Professor Schnitzler has described a curious moss which grows at the depth of two hundred feet in the sub-lacustrine moraine of Yvoire. It contains grains of chlorophyl perfectly formed.


OBITUARY NOTES.

Count August von Marschall, Director of the Archives of the Geologische Reichanstalt of Vienna, died recently near that city, at the age of eighty-two years. He was the author of several scientific works.

Oscar Harger, Assistant Professor of Paleontology in Yale College, died in New Haven, November 6. He was born in 1843, was graduated from Yale in 1878, and, having devoted himself to the study of Natural History, became a co-worker with Professor Marsh. He was on the staff of the dredging expedition of the coast-survey steamer Bach to St. George's Banks in 1871, and accompanied Professor Marsh on his geological expeditions in 1871 and 1873. Among his contributions to scientific literature were the catalogue of isopods in Verril and Smith's "Invertebrata of Southern New England," and "A Report on the Marine Isopoda of New England and Adjacent Waters."

M. H. Bayard, who recently died in Paris at the age of eighty-one years, discovered a photographic process, in 1839, almost simultaneously with Daguerre and Talbot, He delayed to perfect and publish his discovery and thereby lost the priority which it is asserted he might easily have claimed.

The death is reported of Dr. E. Luther, Professor of Astronomy and Director of the Observatory at Königsberg, Germany, in the eighty-first year of his age.

Dr. Robert Caspart, Professor of Botany in the University of Königsberg, died recently from the effects of a fall downstairs. He was born in 1818, and, while not a prolific writer, was well known to botanists as a critical authority on Nymphæaceæ.

The Rev. William S. Symonds, F. G. S., rector of Pendock, who died September l.'i, was an earnest student of British geology, and contributed papers to the scientific periodicals on the rocks and fossils of the west of England. He paid, however, more attention to physical geology than to paleontology; and was greatly interested in the phenomena of the glacial drifts, and in questions relating to the antiquity of prehistoric man. He was the author of "Records of the Rocks," "Old Stones," and "Old Bones," of more than forty papers in scientific journals, and of the romances "Malvern Chase" and "Hornby Castle."

Joseph Maxendell, a British meteorologist and astronomer of eminent local reputation, died in Southport, October 7, in the seventy-second year of his age. He is declared by Balfour Stewart to have been the pioneer in the suggestion of the eleven-year sun-spot theory of meteorological cycles, and to have been the first to propose the use of storm-signals as they are now adopted by all maritime nations. He was a member of many learned societies at home and abroad.

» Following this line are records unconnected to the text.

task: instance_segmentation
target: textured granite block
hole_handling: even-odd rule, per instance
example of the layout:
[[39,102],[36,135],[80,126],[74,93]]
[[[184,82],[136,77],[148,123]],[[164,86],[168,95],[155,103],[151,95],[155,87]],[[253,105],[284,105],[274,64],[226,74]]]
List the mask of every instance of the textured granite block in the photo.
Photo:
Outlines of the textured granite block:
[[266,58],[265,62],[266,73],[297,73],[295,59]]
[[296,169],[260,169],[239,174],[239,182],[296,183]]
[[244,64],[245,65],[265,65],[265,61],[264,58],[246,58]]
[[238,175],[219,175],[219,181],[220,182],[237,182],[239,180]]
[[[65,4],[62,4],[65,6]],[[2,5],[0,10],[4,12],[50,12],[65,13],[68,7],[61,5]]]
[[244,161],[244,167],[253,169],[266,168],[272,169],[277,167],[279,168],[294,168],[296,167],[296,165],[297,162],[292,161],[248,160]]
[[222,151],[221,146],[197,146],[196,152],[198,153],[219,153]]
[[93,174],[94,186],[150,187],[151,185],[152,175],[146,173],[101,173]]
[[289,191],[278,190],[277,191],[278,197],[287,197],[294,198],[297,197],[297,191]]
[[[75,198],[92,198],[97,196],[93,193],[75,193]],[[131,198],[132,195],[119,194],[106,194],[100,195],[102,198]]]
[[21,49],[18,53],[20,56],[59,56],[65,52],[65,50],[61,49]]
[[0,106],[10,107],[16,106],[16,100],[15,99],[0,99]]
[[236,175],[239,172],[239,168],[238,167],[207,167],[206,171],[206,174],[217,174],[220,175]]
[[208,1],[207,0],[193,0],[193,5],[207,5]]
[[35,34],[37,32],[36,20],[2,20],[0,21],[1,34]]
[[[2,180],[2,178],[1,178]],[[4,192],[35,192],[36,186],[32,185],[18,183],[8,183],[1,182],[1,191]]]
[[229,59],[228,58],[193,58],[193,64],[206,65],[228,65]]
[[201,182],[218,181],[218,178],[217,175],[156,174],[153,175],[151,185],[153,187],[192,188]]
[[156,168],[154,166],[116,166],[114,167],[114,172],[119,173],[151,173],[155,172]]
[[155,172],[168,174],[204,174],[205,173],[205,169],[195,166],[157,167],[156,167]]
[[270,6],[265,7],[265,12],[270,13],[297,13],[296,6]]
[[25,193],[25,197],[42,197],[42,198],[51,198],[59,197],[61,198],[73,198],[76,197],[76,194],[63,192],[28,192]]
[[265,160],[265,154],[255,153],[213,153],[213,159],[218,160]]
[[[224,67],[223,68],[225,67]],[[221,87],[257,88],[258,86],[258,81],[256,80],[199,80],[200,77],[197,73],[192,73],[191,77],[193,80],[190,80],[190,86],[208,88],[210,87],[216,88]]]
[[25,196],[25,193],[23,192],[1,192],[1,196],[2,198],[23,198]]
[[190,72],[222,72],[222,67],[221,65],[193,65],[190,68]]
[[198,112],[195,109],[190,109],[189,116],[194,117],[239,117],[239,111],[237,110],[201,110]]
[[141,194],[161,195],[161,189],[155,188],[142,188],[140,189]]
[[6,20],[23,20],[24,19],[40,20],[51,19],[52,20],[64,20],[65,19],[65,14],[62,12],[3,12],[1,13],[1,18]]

Robert Hunt, F. R. S., keeper of the British Mining Records, died October 17, in the eighty-first year of his age. He had been writing on scientific subjects for nearly fifty years. While a medical student, he became acquainted with pharmaceutical chemistry. During a walking tour, he collected the materials for a bock on west of England folk-lore. He studied and wrote upon photography, crystallization, the chemical action of light (in relation to which he introduced the term actinism), the influence of colored media on plant-germination and growth, and other kindred subjects. He was the originator of the publication of statistical returns of the mineral produce of the United Kingdom; and in 1866 was one of the commissioners to inquire into the stock of unworked coal in the mines. He published, in 1884, a comprehensive book on British mining. He was author of works on the "Poetry of Science," "Panthea, or the Spirit of Nature," and "Handbooks" of the great Exhibitions of 1851 and 1852; and he edited, after Dr. Ure's death, the successive editions of that author's "Dictionary of Arts."

Mr. Thomas Bolton, of the Microscopists' and Naturalists' Studio, Birmingham, England, died November 7th. His services as a naturalist and microscopist were recognized several months ago by the award of a civil-service medal, in connection with which a memorial, signed by many eminent men of science, was presented, setting forth his claims and discoveries.